I am using the Exploration in conjunction with PPO for my external env and was trying to get a better handle on how that interacts with the RLlib default model (with the LSTM:True).
I see that it has:
"feature_dim": 288, # Dimensionality of the generated feature vectors. "inverse_net_hiddens": , # Hidden layers of the "inverse" model. "inverse_net_activation": "relu", # Activation of the "inverse" model. "forward_net_hiddens": , # Hidden layers of the "forward" model. "forward_net_activation": "relu", # Activation of the "forward" model.
My understanding is thus:
- Take the current observation and run it through a model (one that is added by the exploration module, and is trained inside of it) which then converts entire observation down to 288 feature vector. Is this one-hot encoded? Or 288 different values?

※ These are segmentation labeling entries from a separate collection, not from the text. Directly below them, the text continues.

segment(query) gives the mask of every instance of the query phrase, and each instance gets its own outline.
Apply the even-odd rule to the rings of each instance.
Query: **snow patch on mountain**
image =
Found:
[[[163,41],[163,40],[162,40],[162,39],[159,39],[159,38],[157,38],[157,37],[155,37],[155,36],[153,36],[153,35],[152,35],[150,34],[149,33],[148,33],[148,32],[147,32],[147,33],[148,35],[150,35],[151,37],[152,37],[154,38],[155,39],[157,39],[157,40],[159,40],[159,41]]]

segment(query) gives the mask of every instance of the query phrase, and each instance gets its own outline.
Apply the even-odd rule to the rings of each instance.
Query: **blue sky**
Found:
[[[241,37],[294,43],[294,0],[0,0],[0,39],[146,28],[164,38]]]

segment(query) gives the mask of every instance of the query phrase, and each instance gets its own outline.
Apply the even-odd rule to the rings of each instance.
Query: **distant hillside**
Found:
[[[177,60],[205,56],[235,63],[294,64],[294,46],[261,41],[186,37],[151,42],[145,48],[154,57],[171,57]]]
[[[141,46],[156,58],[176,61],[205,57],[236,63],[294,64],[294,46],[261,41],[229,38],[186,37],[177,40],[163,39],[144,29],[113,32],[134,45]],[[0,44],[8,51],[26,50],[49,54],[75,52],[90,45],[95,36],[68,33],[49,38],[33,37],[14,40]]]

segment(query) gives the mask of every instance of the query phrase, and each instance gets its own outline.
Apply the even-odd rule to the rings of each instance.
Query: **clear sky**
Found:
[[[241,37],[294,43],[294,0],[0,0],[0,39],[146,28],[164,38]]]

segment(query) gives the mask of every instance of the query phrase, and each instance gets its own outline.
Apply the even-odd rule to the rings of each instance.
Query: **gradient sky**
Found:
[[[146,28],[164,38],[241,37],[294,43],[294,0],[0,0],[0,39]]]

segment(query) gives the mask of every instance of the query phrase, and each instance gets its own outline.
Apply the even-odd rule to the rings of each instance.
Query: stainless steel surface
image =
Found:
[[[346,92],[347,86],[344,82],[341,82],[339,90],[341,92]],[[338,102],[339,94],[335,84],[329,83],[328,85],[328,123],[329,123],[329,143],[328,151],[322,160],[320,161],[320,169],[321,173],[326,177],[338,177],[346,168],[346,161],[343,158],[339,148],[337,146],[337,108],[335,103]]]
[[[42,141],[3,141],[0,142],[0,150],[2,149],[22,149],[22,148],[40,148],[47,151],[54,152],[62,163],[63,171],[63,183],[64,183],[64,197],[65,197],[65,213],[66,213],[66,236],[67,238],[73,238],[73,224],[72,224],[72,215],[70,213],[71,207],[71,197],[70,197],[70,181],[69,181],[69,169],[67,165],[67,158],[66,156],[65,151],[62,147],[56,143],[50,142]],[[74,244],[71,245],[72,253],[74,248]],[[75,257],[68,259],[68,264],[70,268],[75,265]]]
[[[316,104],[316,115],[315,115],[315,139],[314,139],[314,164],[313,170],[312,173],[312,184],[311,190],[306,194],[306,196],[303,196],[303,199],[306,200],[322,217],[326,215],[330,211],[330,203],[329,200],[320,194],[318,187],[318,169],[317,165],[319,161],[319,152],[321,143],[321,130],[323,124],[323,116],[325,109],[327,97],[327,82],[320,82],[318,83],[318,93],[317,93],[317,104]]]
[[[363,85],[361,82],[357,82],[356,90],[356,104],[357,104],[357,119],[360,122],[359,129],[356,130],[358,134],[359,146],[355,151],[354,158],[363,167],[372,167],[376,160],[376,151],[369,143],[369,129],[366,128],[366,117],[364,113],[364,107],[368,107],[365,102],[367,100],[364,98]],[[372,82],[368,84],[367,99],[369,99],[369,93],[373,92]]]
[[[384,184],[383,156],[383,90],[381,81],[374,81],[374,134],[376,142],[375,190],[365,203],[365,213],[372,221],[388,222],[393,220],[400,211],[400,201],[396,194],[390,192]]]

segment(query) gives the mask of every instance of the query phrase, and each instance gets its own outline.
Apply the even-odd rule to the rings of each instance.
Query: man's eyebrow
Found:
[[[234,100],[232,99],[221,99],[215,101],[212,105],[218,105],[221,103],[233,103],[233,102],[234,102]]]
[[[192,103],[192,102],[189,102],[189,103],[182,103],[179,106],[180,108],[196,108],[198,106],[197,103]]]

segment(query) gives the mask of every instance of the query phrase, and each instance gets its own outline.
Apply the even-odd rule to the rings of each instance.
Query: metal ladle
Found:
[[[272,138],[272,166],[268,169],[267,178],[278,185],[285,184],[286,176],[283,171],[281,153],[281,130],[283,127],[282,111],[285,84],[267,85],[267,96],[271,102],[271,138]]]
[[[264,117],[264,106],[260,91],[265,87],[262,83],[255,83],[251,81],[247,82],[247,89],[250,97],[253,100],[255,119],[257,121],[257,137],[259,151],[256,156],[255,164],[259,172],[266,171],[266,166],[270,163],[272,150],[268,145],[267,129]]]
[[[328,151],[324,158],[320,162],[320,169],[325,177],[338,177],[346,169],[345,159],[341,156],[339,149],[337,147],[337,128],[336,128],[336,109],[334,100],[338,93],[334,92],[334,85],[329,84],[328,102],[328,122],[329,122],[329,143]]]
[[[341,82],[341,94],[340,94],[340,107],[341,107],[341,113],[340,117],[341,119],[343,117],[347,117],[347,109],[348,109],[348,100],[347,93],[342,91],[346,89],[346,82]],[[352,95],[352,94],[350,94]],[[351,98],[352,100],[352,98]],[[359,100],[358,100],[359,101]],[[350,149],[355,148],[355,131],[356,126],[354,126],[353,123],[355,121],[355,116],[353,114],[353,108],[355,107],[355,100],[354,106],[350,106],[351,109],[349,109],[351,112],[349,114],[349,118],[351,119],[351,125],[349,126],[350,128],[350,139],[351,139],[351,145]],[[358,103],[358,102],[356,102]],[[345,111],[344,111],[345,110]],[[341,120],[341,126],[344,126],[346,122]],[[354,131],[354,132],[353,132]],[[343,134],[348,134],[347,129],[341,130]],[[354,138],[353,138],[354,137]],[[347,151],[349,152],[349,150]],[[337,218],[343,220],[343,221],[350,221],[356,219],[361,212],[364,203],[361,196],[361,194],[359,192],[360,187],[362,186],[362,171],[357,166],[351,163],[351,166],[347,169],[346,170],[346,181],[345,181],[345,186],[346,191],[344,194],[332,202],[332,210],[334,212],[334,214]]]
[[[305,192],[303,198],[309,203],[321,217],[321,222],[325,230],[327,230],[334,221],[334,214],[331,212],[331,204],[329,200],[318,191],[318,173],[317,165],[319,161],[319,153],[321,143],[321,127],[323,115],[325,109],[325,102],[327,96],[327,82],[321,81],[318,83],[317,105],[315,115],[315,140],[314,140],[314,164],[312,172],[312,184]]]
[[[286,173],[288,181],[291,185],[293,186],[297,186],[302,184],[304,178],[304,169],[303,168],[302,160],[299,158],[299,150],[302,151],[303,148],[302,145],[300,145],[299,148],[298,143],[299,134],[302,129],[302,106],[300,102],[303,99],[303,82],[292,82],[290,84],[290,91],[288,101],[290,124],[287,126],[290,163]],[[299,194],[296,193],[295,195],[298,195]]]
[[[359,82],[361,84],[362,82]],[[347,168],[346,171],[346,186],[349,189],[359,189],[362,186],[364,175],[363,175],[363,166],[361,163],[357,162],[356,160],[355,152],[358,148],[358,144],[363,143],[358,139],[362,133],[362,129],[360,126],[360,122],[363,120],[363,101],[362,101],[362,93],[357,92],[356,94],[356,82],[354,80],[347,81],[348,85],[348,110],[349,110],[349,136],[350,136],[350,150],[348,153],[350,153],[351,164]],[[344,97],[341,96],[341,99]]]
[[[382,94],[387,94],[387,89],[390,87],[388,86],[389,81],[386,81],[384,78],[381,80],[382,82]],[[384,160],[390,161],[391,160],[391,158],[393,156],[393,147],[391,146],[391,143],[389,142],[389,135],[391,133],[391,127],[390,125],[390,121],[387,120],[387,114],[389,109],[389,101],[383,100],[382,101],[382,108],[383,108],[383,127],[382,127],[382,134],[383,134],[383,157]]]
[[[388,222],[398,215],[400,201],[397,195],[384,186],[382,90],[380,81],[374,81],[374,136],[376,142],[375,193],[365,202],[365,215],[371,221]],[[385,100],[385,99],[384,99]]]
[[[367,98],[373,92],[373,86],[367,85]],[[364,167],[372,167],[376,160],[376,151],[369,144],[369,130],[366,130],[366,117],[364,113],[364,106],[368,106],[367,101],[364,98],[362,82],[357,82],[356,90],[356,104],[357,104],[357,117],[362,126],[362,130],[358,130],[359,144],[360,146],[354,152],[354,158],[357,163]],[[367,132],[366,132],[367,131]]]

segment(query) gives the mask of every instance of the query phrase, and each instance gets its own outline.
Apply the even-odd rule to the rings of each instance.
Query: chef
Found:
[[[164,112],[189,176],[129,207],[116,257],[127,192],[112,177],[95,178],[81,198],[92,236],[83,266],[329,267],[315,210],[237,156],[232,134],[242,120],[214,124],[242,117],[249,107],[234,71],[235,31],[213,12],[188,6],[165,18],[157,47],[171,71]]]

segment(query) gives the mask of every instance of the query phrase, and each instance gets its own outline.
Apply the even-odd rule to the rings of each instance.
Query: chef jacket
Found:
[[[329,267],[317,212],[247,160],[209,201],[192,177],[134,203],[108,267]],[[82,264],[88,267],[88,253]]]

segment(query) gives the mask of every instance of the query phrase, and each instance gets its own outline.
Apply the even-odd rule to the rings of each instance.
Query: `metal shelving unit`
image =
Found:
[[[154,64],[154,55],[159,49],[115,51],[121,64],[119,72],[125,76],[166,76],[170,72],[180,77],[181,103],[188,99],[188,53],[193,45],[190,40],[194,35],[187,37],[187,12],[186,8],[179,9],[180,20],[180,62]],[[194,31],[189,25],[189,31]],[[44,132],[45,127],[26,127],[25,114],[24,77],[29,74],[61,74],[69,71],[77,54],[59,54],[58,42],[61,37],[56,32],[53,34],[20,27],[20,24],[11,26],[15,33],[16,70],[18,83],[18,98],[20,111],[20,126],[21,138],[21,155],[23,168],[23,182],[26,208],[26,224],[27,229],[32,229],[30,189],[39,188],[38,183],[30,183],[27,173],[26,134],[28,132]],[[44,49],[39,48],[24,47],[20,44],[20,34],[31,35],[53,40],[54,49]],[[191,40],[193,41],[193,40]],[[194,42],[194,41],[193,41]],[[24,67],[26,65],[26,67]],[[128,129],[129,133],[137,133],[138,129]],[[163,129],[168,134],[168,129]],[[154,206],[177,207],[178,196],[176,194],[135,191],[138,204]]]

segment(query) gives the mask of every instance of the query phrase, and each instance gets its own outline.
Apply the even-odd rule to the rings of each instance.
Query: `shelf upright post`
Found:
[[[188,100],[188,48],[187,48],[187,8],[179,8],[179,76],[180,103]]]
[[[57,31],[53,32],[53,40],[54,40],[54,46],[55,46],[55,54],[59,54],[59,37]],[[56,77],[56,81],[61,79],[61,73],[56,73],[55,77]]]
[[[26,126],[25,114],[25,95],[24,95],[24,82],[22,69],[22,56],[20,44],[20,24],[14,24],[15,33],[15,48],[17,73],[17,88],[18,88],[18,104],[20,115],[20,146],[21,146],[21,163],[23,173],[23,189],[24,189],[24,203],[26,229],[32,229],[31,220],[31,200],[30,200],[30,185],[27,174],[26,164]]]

- Then, given the observation space used in 1) and the action, makes a different 288 feature vector as its prediction for the future observation given the current observation/action
- A little lost here, but here goes: The final, inverse net, tries to predict the action between the current observation and the next observation. Where does the next observation come from? Is it from the forward net (from step 2))? Or does this get fed in later after we actually have the next observation? The documentation also states
only used to train the “feature” net.So this inverse net is trained to guess what action is taken to get from state A to the next state B, and it’s result is used to train 1)?
I would greatly appreciate any help wrapping my mind around the “inverse net” and the questions in 1). As well as any other misunderstandings I may have!